Snake Bay is the name of the airstrip, but the town it serves is Millikapitti, where the people are endlessly friendly, helpful, beautiful, and probably the opposite of all that when high on drugs and grog. True, some of them support teams other than Richmond or Geelong, but otherwise that I just wrote is true. I've flown here in a Cessna 310, my plane of choice at the moment. A plane full of 60's technology, 90's updates and enough patches to keep it flying for a few years yet. Though it's occurred to me recently, with increasing clarity, that one day this plane will reach the end of it's flying life - they all will - and the era of the oil burning, piston driven, twin engine, single pilot air transport will be no more, or ever again. Guaranteed. Weather that's because they've simply been worn out or the or the oil has run out remains to be seen. Sad for it, but perhaps exciting to see what, if anything, will replace it. I hope to be around to say, with conviction, of days just like today, that "those were the days".

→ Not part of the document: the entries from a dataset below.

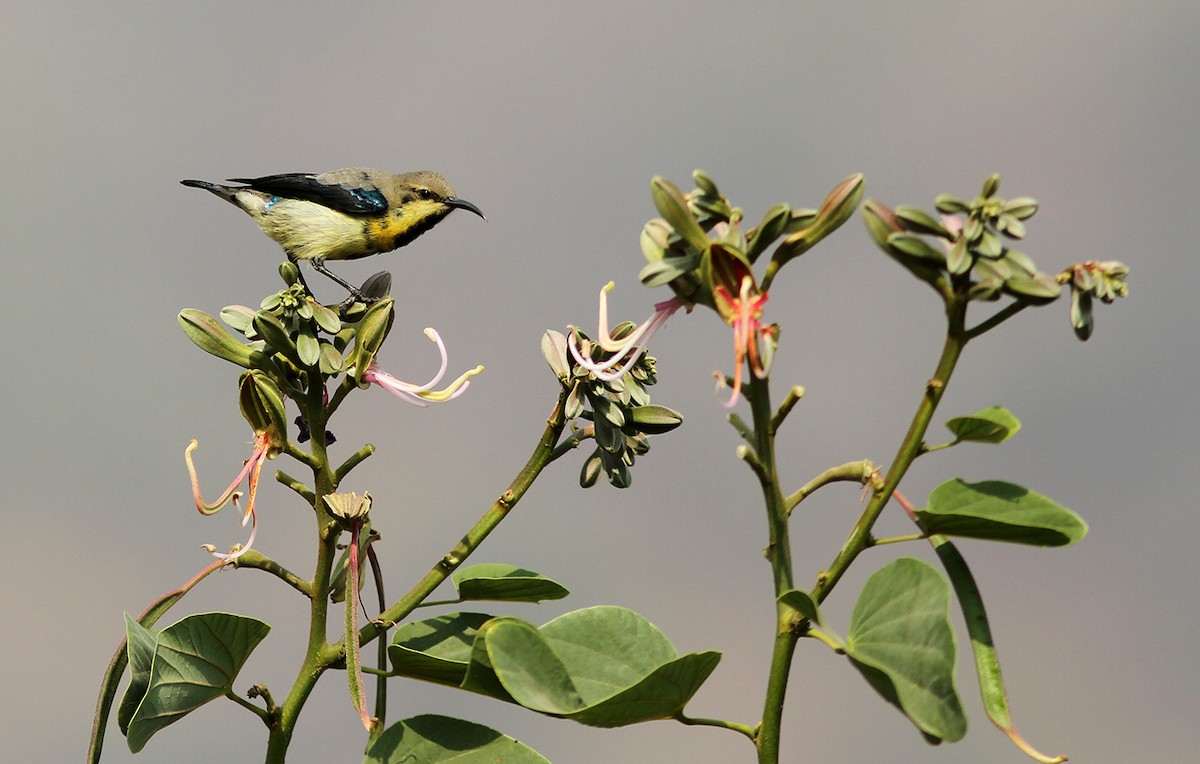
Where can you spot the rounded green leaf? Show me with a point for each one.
(900, 639)
(507, 583)
(193, 661)
(436, 649)
(675, 211)
(1000, 511)
(991, 425)
(432, 738)
(603, 666)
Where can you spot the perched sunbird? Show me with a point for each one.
(342, 215)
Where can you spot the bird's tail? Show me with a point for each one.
(225, 192)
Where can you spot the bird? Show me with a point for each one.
(342, 215)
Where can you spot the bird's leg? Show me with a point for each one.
(318, 265)
(299, 274)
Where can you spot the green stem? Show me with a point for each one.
(745, 729)
(853, 471)
(255, 559)
(779, 554)
(541, 456)
(910, 447)
(316, 659)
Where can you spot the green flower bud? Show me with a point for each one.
(262, 404)
(372, 329)
(209, 336)
(673, 209)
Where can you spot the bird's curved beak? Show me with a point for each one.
(462, 204)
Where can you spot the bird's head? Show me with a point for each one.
(426, 194)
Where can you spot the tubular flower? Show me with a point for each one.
(630, 347)
(421, 395)
(250, 471)
(744, 314)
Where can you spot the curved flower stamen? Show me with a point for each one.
(628, 349)
(250, 471)
(421, 395)
(748, 332)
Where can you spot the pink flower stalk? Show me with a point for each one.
(628, 349)
(748, 332)
(421, 395)
(250, 471)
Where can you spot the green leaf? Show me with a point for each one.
(991, 425)
(601, 666)
(667, 269)
(1000, 511)
(991, 684)
(139, 644)
(675, 211)
(436, 649)
(193, 661)
(803, 603)
(430, 738)
(900, 639)
(508, 583)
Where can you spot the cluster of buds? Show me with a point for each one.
(293, 346)
(700, 250)
(1091, 280)
(606, 380)
(975, 257)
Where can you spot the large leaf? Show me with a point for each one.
(1000, 511)
(991, 425)
(900, 639)
(430, 739)
(603, 666)
(192, 662)
(493, 581)
(991, 683)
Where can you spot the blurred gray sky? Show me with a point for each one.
(552, 119)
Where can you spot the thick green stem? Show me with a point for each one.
(541, 456)
(315, 661)
(910, 449)
(779, 554)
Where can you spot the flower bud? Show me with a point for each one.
(262, 405)
(211, 337)
(372, 329)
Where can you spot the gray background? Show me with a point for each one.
(552, 119)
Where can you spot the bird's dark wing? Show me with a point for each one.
(359, 200)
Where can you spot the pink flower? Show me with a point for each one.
(421, 395)
(628, 349)
(744, 314)
(250, 471)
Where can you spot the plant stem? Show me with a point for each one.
(315, 661)
(910, 447)
(779, 554)
(543, 455)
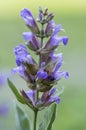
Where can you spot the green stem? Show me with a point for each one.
(37, 93)
(35, 119)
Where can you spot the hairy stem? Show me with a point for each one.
(35, 119)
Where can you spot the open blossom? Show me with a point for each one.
(32, 41)
(29, 20)
(41, 76)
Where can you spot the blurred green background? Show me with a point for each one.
(71, 112)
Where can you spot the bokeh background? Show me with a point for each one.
(71, 112)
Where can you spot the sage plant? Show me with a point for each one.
(41, 72)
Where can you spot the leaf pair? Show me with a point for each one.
(48, 119)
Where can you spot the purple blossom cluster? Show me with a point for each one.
(42, 76)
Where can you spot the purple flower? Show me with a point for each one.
(31, 95)
(29, 20)
(3, 78)
(32, 40)
(50, 27)
(41, 74)
(57, 29)
(56, 40)
(22, 55)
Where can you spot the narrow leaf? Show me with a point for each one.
(15, 91)
(17, 94)
(48, 119)
(22, 122)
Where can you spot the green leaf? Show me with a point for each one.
(22, 122)
(48, 119)
(17, 94)
(15, 91)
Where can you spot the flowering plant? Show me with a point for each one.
(40, 75)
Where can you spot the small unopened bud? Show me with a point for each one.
(40, 10)
(46, 12)
(50, 17)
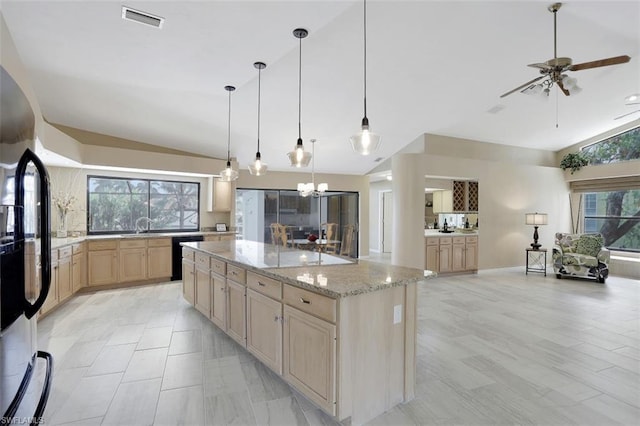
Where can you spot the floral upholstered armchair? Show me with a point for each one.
(581, 255)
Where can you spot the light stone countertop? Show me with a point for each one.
(61, 242)
(456, 233)
(336, 276)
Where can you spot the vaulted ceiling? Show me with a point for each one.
(433, 67)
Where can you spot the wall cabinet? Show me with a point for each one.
(222, 196)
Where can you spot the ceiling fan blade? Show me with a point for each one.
(561, 86)
(523, 85)
(542, 66)
(600, 63)
(629, 113)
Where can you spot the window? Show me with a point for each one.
(117, 205)
(616, 215)
(622, 147)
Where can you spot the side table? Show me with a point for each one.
(537, 260)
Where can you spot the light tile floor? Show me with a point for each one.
(499, 347)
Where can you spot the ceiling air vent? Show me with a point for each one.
(141, 17)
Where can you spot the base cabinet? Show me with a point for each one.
(236, 312)
(189, 281)
(310, 356)
(264, 329)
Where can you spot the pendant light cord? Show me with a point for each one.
(259, 72)
(300, 90)
(365, 58)
(229, 131)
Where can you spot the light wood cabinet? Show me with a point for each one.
(264, 329)
(310, 356)
(222, 198)
(219, 303)
(102, 259)
(189, 281)
(63, 272)
(236, 312)
(203, 291)
(159, 258)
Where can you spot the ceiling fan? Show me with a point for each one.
(553, 70)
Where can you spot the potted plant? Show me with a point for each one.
(574, 161)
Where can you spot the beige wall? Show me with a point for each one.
(289, 180)
(74, 181)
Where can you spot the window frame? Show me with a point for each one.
(148, 204)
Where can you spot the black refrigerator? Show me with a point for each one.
(25, 262)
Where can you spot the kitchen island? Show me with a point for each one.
(340, 331)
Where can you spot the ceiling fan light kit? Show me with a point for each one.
(553, 71)
(258, 168)
(299, 157)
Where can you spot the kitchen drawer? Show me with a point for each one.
(218, 266)
(445, 241)
(188, 254)
(267, 286)
(103, 245)
(159, 242)
(312, 303)
(65, 252)
(203, 261)
(137, 243)
(433, 241)
(237, 274)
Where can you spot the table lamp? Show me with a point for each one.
(535, 219)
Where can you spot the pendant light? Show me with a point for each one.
(228, 174)
(299, 157)
(258, 168)
(306, 189)
(365, 142)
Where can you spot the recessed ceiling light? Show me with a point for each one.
(632, 98)
(145, 18)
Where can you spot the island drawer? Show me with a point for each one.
(237, 274)
(218, 266)
(159, 242)
(203, 260)
(188, 254)
(312, 303)
(267, 286)
(133, 243)
(103, 245)
(64, 252)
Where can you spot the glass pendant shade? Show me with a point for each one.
(365, 142)
(299, 157)
(228, 174)
(258, 168)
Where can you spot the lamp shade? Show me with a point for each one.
(535, 219)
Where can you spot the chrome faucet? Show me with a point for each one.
(140, 220)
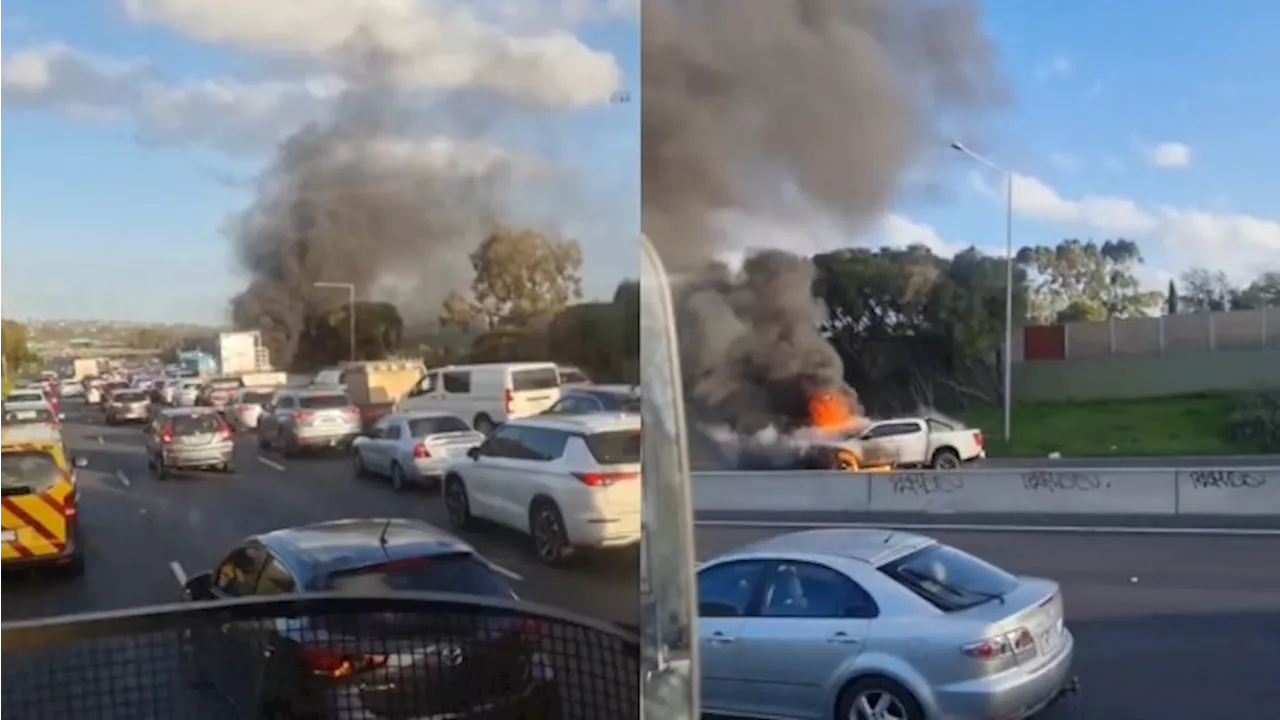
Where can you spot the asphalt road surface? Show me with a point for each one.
(142, 533)
(1170, 627)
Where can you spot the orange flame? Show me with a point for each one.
(831, 411)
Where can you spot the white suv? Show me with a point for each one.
(567, 482)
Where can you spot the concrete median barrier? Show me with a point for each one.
(1075, 491)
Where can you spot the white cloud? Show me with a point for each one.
(1170, 155)
(437, 45)
(1233, 242)
(228, 114)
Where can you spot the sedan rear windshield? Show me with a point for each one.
(196, 424)
(615, 447)
(28, 417)
(425, 427)
(323, 401)
(539, 378)
(949, 578)
(33, 472)
(461, 573)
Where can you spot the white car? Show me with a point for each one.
(567, 482)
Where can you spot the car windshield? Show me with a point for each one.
(35, 472)
(27, 415)
(323, 401)
(460, 573)
(424, 427)
(949, 578)
(196, 424)
(615, 447)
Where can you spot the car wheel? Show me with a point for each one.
(457, 504)
(878, 698)
(547, 528)
(945, 459)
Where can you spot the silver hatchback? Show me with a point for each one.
(863, 624)
(190, 438)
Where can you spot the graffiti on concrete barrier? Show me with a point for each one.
(1226, 479)
(1063, 481)
(924, 483)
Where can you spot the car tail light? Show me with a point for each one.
(332, 664)
(1000, 647)
(604, 479)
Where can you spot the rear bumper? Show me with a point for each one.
(202, 458)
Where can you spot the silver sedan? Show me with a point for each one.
(862, 624)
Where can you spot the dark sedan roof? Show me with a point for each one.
(347, 545)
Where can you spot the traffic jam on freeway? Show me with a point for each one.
(135, 487)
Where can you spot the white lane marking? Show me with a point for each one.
(270, 464)
(506, 572)
(979, 528)
(178, 572)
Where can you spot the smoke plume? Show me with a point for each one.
(787, 112)
(364, 197)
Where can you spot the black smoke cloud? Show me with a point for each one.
(787, 110)
(360, 197)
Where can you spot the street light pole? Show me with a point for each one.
(1009, 282)
(351, 310)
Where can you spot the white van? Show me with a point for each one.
(487, 395)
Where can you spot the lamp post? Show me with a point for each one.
(1009, 279)
(351, 310)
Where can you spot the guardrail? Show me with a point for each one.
(320, 656)
(1104, 491)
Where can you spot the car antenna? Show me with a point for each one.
(382, 537)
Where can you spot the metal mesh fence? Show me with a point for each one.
(416, 656)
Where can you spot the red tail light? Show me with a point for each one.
(604, 479)
(332, 664)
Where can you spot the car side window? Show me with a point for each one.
(807, 589)
(728, 589)
(275, 579)
(237, 575)
(543, 443)
(506, 442)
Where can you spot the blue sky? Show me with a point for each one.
(1142, 119)
(123, 119)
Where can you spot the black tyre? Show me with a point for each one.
(548, 533)
(878, 698)
(457, 504)
(945, 459)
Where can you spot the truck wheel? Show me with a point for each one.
(945, 459)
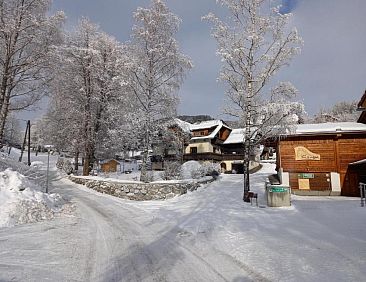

I'm in Snake Bay, Millikapitti, today with another component of 'the intervention team', who are doing... something.... probably intervening. Sometimes it's political, other times medical, other times, I'm not stretching it to far to say, they're not doing anything either useful or otherwise. It's a difficult situation, that all participants are bearing, uncertain of where it's all heading, but all generally optimistic. I, of course, with all the wisdom of a pilot, can tell you immediately where it's all headed. No space to tell here, but refer to my blog entry 2015-05-07 for a rundown. Meanwhile, I feel endlessly blessed to be here, to be able to fly and live a life with only, relatively, trivial complaints. At the moment things are for me at their best, and I am savouring the moment, knowing I can't, don't want to, hang onto this forever, knowing that from here, things could, will go, either way.
Oh, and cheers to anybody reading this from Afgahanastan - hang in there.